Effort to pull Maine out of national popular vote compact fails

After the chambers of the Maine Legislature failed to agree, an effort to remove the state from a compact that seeks to abolish the Electoral College failed on Tuesday.
In 2024, the Legislature adopted something called the National Popular Vote Interstate Compact, which Gov. Janet Mills allowed to become law without her signature.
States that are part of the compact pledge their Electoral College votes to the presidential candidate with the most overall votes across the country, but it would only take effect once states with a total of 270 Electoral College votes have joined. Including Maine, 17 states and the District of Columbia have ratified the agreement, giving the compact a total of 209 electoral votes.
Earlier this month, the Maine House of Representatives passed legislation, LD 252, that sought to repeal the decision to enter the compact.
The Senate tabled the bill until Monday, when the upper chamber failed to pass it with a 16-18 vote before ultimately rejecting it.
Both the House and Senate insisted on their positions on Tuesday, effectively killing the bill.
Maine and Nebraska are the only states that split their electoral votes across candidates. Other states use a winner-take-all system where the candidate with the majority of the state’s popular vote gets all of the state’s electoral votes.
During floor speeches throughout consideration of LD 252, lawmakers disagreed on whether the current system or one in which the Electoral College is nullified would better represent Maine.

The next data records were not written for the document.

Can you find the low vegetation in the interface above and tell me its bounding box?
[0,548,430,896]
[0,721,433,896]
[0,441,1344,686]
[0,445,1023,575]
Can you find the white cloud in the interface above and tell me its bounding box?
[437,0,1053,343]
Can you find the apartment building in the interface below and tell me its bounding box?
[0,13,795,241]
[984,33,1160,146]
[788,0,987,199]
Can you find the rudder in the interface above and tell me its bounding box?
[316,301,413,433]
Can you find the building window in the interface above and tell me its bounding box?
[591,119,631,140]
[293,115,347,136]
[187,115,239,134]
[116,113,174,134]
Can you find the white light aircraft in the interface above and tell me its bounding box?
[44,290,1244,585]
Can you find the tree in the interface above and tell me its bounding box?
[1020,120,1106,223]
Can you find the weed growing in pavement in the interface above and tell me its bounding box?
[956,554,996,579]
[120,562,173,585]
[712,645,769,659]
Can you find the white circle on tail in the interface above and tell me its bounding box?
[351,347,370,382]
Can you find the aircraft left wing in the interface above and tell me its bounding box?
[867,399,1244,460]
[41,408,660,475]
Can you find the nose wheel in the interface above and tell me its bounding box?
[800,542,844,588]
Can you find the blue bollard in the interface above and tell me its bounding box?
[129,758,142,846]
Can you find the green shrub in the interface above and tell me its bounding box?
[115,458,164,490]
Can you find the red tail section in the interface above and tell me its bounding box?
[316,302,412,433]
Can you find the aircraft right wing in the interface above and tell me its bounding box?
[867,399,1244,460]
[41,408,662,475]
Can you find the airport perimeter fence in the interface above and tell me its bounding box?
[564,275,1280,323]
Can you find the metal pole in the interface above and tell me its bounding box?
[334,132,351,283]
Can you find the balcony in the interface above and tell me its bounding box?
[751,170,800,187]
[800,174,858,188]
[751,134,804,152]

In the House on Tuesday, Rep. Barbara A. Bagshaw (R-Windham) argued the current system reflects the will of all 50 states individually, whereas the National Popular Vote would dilute Mainers’ votes.
However, Rep. Arthur Bell (D-Yarmouth), who sponsored the legislation to enter the pact last year, argued during a floor debate last month that the Electoral College system results in candidates only paying attention to voters in swing states, which Maine is not.
Mills allowed the measure to become law last year because she saw merit in both sides of this argument. “Recognizing that this measure has been the subject of public discussion several times before in Maine, I would like this important nationwide debate to continue and so I will allow this bill to become law without my signature,” she said in the statement at the time.
And both sides of the debate do not fall squarely along party lines.
While LD 252 was sponsored solely by Republicans, it has been backed by some Democrats in committee and floor votes.
In April, the majority of the Veterans and Legal Affairs Committee voted in favor of it, with eight legislators — Republicans, Democrats and one unenrolled — in support and five Democrats opposed.
Separately, the committee voted against another proposal, LD 1356, that sought to change Maine’s method of allocating electoral votes from the current district split to a winner-take-all system — but only if Nebraska also adopts winner-take-all. This bill is currently tabled in the House.
In April, the Nebraska Legislature killed a bill that sought to make this switch, after Republicans failed to secure enough votes to overcome a four-hour filibuster.